You know, I’m the guy who writes that annual Blu-ray Wishlist column (Which, I did regularly for a year). I’m a proponent on getting everything in film history bumped up to the next great format. For it to be available in the highest quality presentation possible. However, some things…maybe…maybe they don’t need that sort of effort. Maybe they were fine just ending their run on DVD. Those play in 4K Ultra-HD Blu-ray players and pretty much anywhere still to this day. What’s with this intro? Because two of the Fu Manchu movies from the 1960s are coming to Blu-ray from Blue Underground and I still don’t have True Lies yet. Sure, I know Jess Franco is a popular cult director. And…yeah, they have Christopher Lee, but they are also a whitewashing embarrassment of history.  That’s not even their biggest crime.  They’re pretty much unwatchable. But, here, I’ve done my best for this new set, apologies on the lack of enthusiasm. 

The Blood of Fu Manchu 

The Castle of Fu Manchu 

The first stop on the double feature is The Blood of Fu Manchu. From his secret lair deep within the South American jungle, international super-villain Fu Manchu and his sadistic daughter Lin Tang reveal their latest diabolical plot for world domination: ten beautiful women are infected with an ancient poison so deadly that one kiss from their lips will bring instant death and lead to a global plague. Now the Asian madman’s nemesis, Nayland Smith, must desperately hunt an antidote in a savage land where and reign and the ultimate evil lies in The Blood of Fu Manchu.

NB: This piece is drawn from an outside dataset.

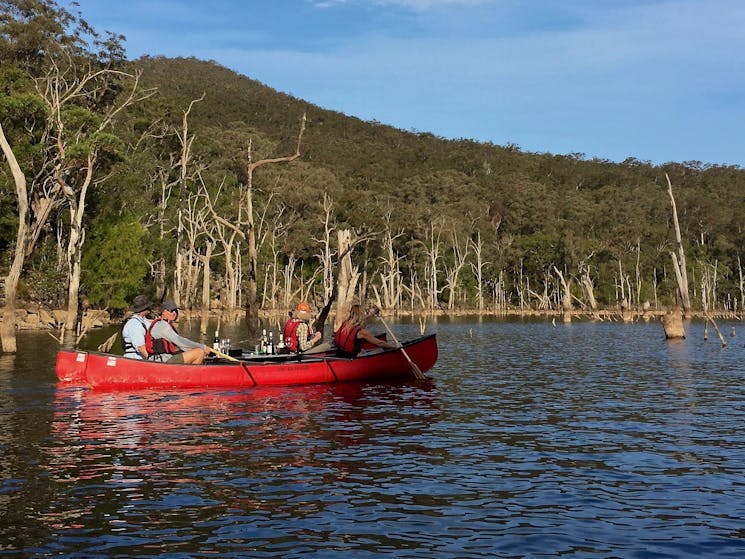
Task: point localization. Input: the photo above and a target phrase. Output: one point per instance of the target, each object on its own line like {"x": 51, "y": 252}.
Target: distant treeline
{"x": 139, "y": 176}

Then in The Castle of Fu Manchu, Christopher Lee returns as the diabolical super-villain who along with his sadistic daughter Lin Tang creates a fiendish new chemical weapon that will turn the seas into a giant block of ice. But when his Archenemy Nayland Smith tracks the madman’s trail of kidnapping, murder and massive global destruction, he himself becomes trapped in Fu’s impenetrable lair of cruelty. Can any of the world’s top secret agent now stop the cold-blooded terror that lives in the The Castle Of Fu Manchu?

Jess Franco and Christopher Lee are both cult icons and legends in the field. Lee gained more prestige as he aged very finely. However, these Fu Manchu films are not ones to judge either by. Granted, times were different then, and though Christopher Lee does to quite an awesome job, he’s completely miscast. Franco also crafts a story that’s really hard to just jump in or even stick around for as the movie progresses.  Many of his more known elements to his craft are here, but its just not working because I’m checking the counter every chance I can. I’ll admit, I haven’t seen the first two films in this series, but if these can’t grab me on a trashy level, I really don’t need to use up any more hours of my life on this series.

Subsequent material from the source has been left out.